Wichtig für den Erfolg seien neben effizienten arbeitsmarktpolitischen Maßnahmen auch gut funktionierende Sozialpartnerschaften in den Betrieben, sagt der 65-Jährige. Das habe die Vergangenheit gezeigt. Für die Zukunft prognostiziert der Forscher weiter sinkende Arbeitslosenzahlen. "Wenn jetzt nicht schwere weltwirtschaftliche Verwerfungen kommen, können wir die Zwei-Millionen-Marke in den nächsten Jahren knacken." Im September zählte die BA 2,256 Millionen Arbeitslose.
Auf den guten Arbeitsmarktdaten könne sich die Politik nicht ausruhen, sagte Möller. "Dafür gibt es noch zu viele Probleme", so der Experte mit Blick auf die Zahl der Langzeitarbeitslosen. Außerdem gebe es auch zu wenig Bewegung bei der Grundsicherung. "Wir sprechen da von einer Verhärtung."

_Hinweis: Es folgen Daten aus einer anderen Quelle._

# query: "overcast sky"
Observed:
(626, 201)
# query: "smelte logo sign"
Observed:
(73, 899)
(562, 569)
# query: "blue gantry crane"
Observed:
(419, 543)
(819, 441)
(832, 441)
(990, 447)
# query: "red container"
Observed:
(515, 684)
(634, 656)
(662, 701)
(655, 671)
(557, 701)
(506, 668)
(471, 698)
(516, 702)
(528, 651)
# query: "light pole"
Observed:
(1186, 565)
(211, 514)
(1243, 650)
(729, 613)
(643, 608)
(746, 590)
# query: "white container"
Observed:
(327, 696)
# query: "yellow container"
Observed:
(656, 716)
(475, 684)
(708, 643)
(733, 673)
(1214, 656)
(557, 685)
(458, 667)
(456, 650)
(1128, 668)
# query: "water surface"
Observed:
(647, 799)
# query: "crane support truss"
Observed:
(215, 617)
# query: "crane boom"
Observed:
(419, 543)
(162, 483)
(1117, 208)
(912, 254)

Doch auch regionale Ungleichheiten bereiten dem Forscher zunehmend Sorge. "Wir haben Regionen in Deutschland, in denen von 100 Menschen weniger als zwei Grundsicherung beziehen, in anderen Regionen sind es mehr als 20." Auf Dauer sei das eine Gefährdung für den Zusammenhalt in der Gesellschaft.